Hamlet. By William Shakespeare. Directed by Damien Ryan. Bell Shakespeare Company. The Playhouse. Canberra Theatre Centre. Until October 24. Bookings: canberratheatrecentre.com.au.
The challenge confronting any director and his cast who would attempt to scale the Herculean heights of Shakespeare's Hamlet is to freshly mint the 400-year old tragedy for the audience of the day.
Director Damien Ryan does this magnificently in Bell Shakespeare's latest production of Hamlet. With touches of brilliant inventiveness, illuminating stage business and superb casting, Ryan holds his audience riveted at the gripping tale of a young Scandinavian prince, determined to seek vengeance for the murder of his father by his uncle, who within a month marries his widowed mother.
Set against Alicia Clement's metal and glass ornamental representation of the palace interior, Ryan focuses on the driving narrative of Hamlet's quest, editing the text to illuminate the action, stripping back superfluity to allow his actors to pursue unencumbered their character's journey, assisted by Matt Cox's atmospheric lighting design and Steve Francis' composition and sound design.
They serve to heighten the intrigue of a 20th-century state, in which Polonius (convincingly played by Philip Dodd) assumes the role akin to a Head of Secret Service, build the tension in the imaginatively and refreshingly staged play "to catch the conscience of the king", and evoke spontaneous response from an audience utterly embroiled in the drama.
Hamlet, whatever its psychoanalytical or Freudian implications, is essentially a masterful revenge tragedy told by storytellers upon the stage.
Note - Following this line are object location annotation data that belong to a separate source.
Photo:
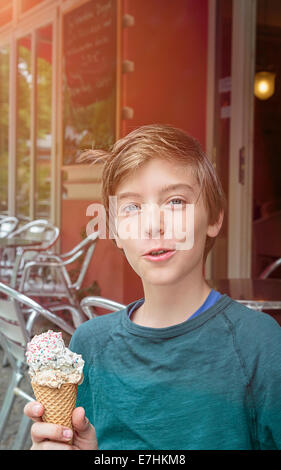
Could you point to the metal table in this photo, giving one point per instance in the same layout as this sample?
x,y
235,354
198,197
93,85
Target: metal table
x,y
19,244
259,294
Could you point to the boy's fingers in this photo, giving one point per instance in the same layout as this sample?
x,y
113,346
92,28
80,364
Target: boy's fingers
x,y
34,410
54,432
80,423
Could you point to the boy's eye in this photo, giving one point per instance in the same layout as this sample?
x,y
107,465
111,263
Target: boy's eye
x,y
176,203
130,208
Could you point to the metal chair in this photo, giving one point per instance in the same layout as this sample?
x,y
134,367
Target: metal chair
x,y
47,275
89,303
7,226
13,259
15,333
269,269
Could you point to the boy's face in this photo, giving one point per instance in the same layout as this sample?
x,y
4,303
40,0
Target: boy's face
x,y
154,216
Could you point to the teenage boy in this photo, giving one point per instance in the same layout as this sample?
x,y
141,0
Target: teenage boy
x,y
185,367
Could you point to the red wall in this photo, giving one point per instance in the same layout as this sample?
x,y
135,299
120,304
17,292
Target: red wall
x,y
168,45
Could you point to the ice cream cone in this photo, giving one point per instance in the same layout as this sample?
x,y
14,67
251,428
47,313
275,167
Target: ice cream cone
x,y
58,403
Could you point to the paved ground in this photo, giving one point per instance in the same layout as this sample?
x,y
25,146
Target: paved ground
x,y
16,414
17,411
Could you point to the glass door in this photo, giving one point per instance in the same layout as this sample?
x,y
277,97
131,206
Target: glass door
x,y
221,123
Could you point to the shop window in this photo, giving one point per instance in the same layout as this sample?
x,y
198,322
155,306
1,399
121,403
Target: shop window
x,y
28,4
89,78
34,125
43,122
6,11
4,127
23,141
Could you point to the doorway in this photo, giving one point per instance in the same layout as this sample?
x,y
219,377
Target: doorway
x,y
267,141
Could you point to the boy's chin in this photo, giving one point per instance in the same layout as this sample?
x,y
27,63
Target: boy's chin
x,y
160,280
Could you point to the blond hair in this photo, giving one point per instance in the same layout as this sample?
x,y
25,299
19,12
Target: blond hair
x,y
161,141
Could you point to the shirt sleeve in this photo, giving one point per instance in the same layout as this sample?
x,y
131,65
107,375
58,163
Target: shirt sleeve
x,y
84,394
266,383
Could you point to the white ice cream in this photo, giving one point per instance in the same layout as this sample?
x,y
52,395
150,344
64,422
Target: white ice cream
x,y
51,363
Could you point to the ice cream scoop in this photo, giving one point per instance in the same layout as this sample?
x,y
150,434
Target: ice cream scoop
x,y
55,373
52,364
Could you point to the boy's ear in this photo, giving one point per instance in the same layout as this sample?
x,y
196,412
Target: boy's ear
x,y
117,241
213,230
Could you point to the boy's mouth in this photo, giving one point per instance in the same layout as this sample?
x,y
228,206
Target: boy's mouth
x,y
160,254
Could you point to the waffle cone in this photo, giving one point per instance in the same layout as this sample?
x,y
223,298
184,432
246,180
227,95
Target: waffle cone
x,y
58,403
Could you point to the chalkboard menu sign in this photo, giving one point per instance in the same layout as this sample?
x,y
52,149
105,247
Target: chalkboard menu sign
x,y
89,77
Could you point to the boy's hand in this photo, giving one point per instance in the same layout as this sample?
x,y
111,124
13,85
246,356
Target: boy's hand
x,y
48,436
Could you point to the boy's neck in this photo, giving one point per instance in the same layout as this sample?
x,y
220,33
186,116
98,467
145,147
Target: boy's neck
x,y
166,306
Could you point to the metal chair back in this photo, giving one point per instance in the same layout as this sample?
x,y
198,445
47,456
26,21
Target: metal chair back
x,y
269,269
47,275
38,230
89,303
7,226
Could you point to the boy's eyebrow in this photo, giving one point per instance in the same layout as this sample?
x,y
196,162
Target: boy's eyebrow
x,y
163,190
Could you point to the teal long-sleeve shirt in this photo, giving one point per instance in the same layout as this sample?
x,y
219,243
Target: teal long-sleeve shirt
x,y
211,382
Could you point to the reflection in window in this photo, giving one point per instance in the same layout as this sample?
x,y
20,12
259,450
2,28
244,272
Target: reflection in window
x,y
6,11
4,127
43,124
89,78
27,4
23,144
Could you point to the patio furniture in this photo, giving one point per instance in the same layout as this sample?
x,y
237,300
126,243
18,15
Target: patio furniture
x,y
89,303
47,275
39,235
17,316
269,269
7,225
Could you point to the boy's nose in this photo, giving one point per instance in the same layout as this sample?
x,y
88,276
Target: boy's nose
x,y
152,221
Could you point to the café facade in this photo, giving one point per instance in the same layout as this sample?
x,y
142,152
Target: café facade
x,y
81,73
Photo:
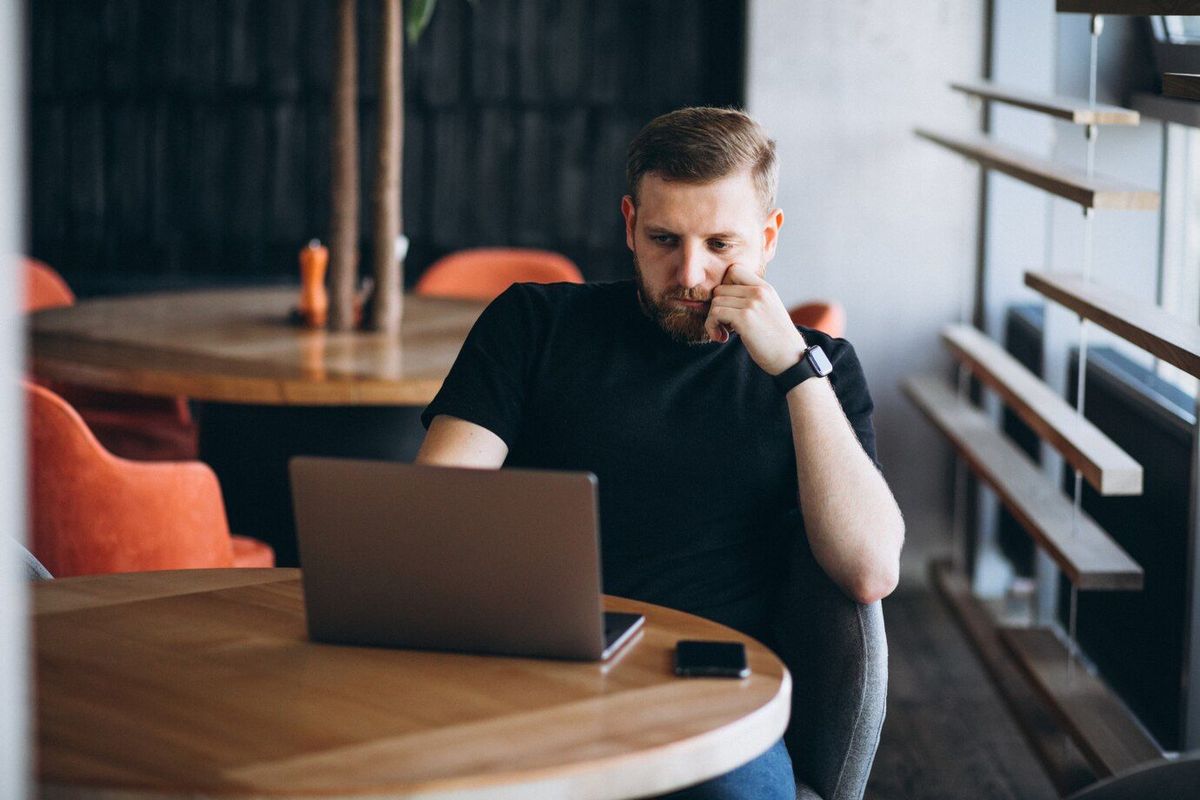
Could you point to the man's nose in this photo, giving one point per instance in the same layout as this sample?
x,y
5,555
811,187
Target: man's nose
x,y
693,265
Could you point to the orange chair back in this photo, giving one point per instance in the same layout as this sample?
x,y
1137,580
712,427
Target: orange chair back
x,y
826,317
93,512
485,272
45,288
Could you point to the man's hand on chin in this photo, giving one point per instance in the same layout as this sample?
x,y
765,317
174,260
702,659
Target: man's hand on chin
x,y
749,306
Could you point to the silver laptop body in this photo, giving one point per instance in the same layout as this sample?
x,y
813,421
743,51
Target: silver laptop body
x,y
496,561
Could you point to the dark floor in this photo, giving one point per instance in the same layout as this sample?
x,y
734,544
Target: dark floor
x,y
948,733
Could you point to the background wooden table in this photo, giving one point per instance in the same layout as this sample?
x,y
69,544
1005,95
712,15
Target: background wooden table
x,y
263,390
235,346
204,684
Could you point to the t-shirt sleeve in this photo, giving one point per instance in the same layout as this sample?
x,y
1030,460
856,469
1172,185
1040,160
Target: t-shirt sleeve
x,y
489,380
850,385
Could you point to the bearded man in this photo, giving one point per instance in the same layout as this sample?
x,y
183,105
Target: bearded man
x,y
718,429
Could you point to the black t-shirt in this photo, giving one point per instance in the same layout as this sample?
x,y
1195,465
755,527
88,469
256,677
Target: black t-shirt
x,y
691,444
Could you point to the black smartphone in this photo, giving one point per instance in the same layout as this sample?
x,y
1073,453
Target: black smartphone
x,y
711,659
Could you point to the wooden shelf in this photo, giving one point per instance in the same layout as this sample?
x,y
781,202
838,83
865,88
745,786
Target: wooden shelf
x,y
1063,108
1177,84
1129,7
1171,338
1096,192
1084,552
1108,468
1066,767
1108,735
1168,109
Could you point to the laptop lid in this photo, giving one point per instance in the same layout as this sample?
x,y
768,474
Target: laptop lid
x,y
498,561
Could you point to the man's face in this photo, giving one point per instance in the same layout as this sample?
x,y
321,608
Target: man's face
x,y
684,236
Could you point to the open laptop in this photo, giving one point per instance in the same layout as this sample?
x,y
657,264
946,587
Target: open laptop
x,y
496,561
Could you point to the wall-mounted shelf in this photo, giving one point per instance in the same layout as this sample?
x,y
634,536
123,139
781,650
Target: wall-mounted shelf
x,y
1171,338
1177,84
1084,552
1066,767
1129,7
1063,108
1096,192
1105,467
1099,725
1167,109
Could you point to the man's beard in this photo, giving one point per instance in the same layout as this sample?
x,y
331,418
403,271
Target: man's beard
x,y
684,325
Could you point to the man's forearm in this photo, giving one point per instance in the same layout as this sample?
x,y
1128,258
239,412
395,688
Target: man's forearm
x,y
853,524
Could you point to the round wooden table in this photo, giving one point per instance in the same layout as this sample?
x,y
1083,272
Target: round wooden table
x,y
203,684
264,389
237,346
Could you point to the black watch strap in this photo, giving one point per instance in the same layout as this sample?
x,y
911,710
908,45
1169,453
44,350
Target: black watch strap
x,y
814,364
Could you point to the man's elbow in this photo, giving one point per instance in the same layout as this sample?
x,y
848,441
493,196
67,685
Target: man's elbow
x,y
883,577
876,585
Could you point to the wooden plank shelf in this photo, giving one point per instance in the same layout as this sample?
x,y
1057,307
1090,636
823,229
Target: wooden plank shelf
x,y
1096,192
1177,84
1171,338
1066,767
1167,109
1108,468
1080,548
1105,732
1072,109
1129,7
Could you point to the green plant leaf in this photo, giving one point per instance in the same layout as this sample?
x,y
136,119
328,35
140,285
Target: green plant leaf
x,y
418,18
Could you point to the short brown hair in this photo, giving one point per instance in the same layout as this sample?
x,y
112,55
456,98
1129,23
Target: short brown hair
x,y
703,144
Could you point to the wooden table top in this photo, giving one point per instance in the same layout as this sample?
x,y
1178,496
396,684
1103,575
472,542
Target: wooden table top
x,y
237,346
203,684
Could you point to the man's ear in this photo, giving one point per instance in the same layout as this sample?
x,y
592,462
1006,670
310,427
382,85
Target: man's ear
x,y
629,211
771,234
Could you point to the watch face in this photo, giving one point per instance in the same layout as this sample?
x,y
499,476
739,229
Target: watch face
x,y
820,361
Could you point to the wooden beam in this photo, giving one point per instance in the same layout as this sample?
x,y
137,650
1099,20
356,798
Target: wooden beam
x,y
1060,758
1080,548
1105,732
1177,84
1129,7
1096,192
1168,109
1171,338
1108,468
1065,108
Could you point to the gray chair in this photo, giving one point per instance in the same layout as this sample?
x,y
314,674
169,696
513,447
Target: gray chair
x,y
1167,780
34,569
838,654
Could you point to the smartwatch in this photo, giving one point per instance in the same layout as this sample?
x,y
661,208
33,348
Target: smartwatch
x,y
814,364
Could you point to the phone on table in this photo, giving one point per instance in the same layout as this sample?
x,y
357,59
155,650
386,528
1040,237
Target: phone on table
x,y
696,659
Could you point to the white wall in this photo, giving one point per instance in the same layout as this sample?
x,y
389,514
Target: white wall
x,y
13,650
875,217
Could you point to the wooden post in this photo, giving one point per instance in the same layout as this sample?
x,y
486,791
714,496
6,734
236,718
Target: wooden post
x,y
345,217
385,307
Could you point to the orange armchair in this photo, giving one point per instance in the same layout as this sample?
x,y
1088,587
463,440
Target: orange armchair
x,y
94,512
135,426
827,317
45,288
484,272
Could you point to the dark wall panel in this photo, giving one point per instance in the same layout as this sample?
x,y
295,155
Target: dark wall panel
x,y
179,143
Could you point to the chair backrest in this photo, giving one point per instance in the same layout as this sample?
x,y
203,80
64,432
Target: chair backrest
x,y
93,512
825,316
45,288
838,654
485,272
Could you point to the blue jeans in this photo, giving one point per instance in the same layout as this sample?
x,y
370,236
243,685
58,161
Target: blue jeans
x,y
767,777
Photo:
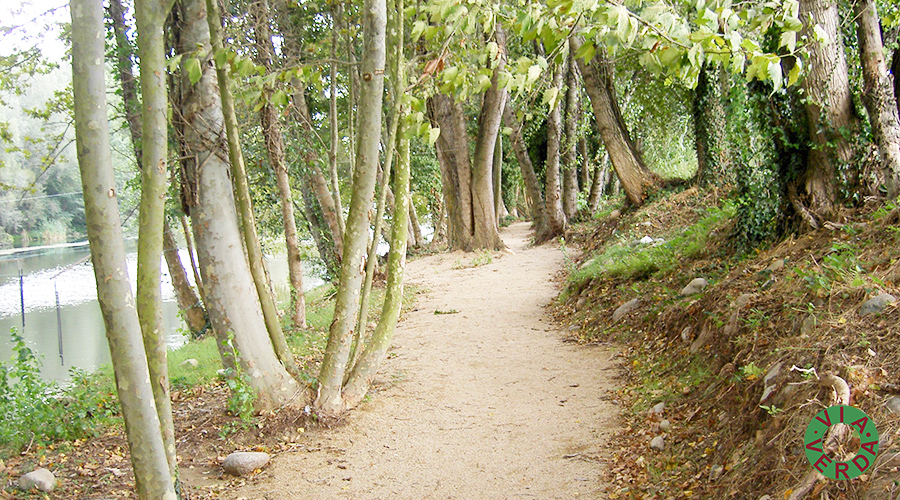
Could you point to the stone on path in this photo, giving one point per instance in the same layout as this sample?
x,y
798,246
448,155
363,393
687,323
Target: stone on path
x,y
694,287
625,308
40,479
877,304
240,463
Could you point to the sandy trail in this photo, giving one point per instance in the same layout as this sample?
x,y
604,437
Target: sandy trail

It is the story of a state, besieged externally by the forces of Norway's Fortinbras (Catherine Terracini) and within by familial dysfunction, brought about by Old Hamlet's murder by Claudius (Sean O'Shea) and his marriage to Gertrude (Doris Younane).
It is universal and deeply personal. Although a fiction, based on various sources, it is a true tragedy experienced by real people with astonishing consequences, born of human reason and emotion. At the heart of this complex and fateful drama is Hamlet, a prince without a father, tormented, confused, reckless, cunning and intelligent, a man who would have been "most royal" had he lived.
Understudy Scott Sheridan, stepping into the role after Josh McConville suffered an injury, is all this and more. On opening night his star shone with incandescent brilliance, lending conviction to every nuance, every agony, every irony and every action. This is a Hamlet for our time.
Ryan's dazzling inventiveness lends familiarity a new gloss. The use of the Danish language by Fortinbras, the spoken Italian in the Mummer's play, the brilliant interactive instruction by Hamlet to the Players and the joshing between Hamlet and Rosencrantz (Robin Goldsworthy) and Guildenstern (Michael Wahr) all reveal a freshness and truth to the text and the action.
Ryan's actors rise magnificently to the challenge. Matilda Ridgway's Ophelia shines with originality. She is the sheltered daughter, protected by Polonius and her brother, Laertes (Wahr), and driven to madness by confusion, rejection and the lack of resources to cope with the disintegration of a secure life. Ridgway's Ophelia is a performance of astounding range and overwhelming poignancy.
The final moving valedictory by the loyal Horatio (Ivan Donato), surrounded by the fatal consequence of cruel ambition and subsequent revenge offers a prophetic warning to "a yet unknowing world".
Dynamic and thrilling, Ryan's illuminating and absorbing production of Hamlet for Bell Shakespeare is not to be missed.